LAHORE: Pakistan has a per capita income of $1,300 where 40 percent of its population is living below the poverty line. It must be considered a low-income or poor country as a significant portion of its population is experiencing economic hardship.
Global institutions might bracket us among middle income countries, but the fact that 40 percent of the population lives below the poverty line reveals the level of inequality in the society, absence of access to basic services, health and education.
The World Bank has rightly said that Pakistan’s economic model has failed. Our rulers must realise that nations in the current global scenario fail when the economic model they pursue is not sustainable.
Tobias Haque, the World Bank’s lead country economist for Pakistan has said that Pakistan’s economic model is no longer reducing poverty, and the living standards have fallen behind peer countries. In fact, instead of reducing poverty it is forcing more families into poverty.
According to the World Bank, poverty in Pakistan shot up to 39.4 percent by the end of June 2023 as 12.5 million more people went below poverty line amid poor economic conditions. Now 95 million people in Pakistan are living below the poverty line.
The remedy suggested by the World Bank is to immediately increase the tax to GDP ratio by 5 percent and cut expenditure by 2.7 percent of the GDP.
This is a tall order and requires strong political will. If we increase our tax to GDP ratio by 5 percent it would mean adding $16.5 billion (Pakistan’s GDP 330 billion) to our revenues. This translates into Rs4,260 billion additional revenues after converting dollars at Rs280.
The 2.7 percent cut in expenditure of the GDP will translate into $6.1 billion, which is equivalent to Rs1,736 billion. The most difficult part would be the cut in expenditure that can only come after reducing perks and privileges of the elite to realistic levels.
It is a do or die situation for Pakistan. If corrective measures are not taken immediately, a higher percentage of the population would go below the poverty line.
The question is; where to generate additional revenues. Would it be possible to generate this additional amount from existing taxpayers, or the government has to muster the courage to transparently bring tax evading sectors into the tax net.
The two sectors identified by the World Bank that evade taxation are real estate and agriculture. Ironically these two sectors are fully registered as they are transferred, held or purchased through court registries.
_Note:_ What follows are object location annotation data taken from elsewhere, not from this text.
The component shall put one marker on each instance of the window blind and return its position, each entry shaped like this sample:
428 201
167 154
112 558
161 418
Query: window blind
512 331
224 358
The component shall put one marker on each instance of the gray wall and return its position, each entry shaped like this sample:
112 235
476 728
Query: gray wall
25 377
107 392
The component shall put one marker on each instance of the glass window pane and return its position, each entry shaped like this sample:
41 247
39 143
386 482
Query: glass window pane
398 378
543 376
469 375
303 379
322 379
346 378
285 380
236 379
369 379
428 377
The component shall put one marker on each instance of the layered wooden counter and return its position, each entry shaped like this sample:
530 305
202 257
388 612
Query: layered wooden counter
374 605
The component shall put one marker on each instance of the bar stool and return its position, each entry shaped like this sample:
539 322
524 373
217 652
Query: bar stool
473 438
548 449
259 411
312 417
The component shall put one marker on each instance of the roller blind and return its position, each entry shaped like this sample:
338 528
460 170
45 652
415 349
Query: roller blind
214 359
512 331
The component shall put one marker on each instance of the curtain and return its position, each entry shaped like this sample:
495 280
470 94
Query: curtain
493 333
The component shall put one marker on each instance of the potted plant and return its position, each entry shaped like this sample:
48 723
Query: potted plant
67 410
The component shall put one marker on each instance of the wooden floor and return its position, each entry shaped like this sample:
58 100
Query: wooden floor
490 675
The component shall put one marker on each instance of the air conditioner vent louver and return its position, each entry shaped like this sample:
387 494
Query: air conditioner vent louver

But somehow no criteria has been fixed to tax them according to their capacity.
Then there are traders that account for 16 percent of GDP and pay nominal tax. Successive governments in the last 30 years have been trying in vain to bring these and many other sectors under the tax net. What could the present government do to reverse this aversion to documentation?
Ailments in the economy pointed out by the World Bank are well known to the economic planners and ruling elite. It seems that Pakistan’s low human development, unsustainable fiscal situation, over-regulated private sector, agriculture and energy sectors suit the vested interests who benefit from these weaknesses.
If Pakistan has to move forward these should be the priority areas for reforms for any government that takes charge of the country’s affairs. This in fact should be Pakistan’s moment for significant policy shift.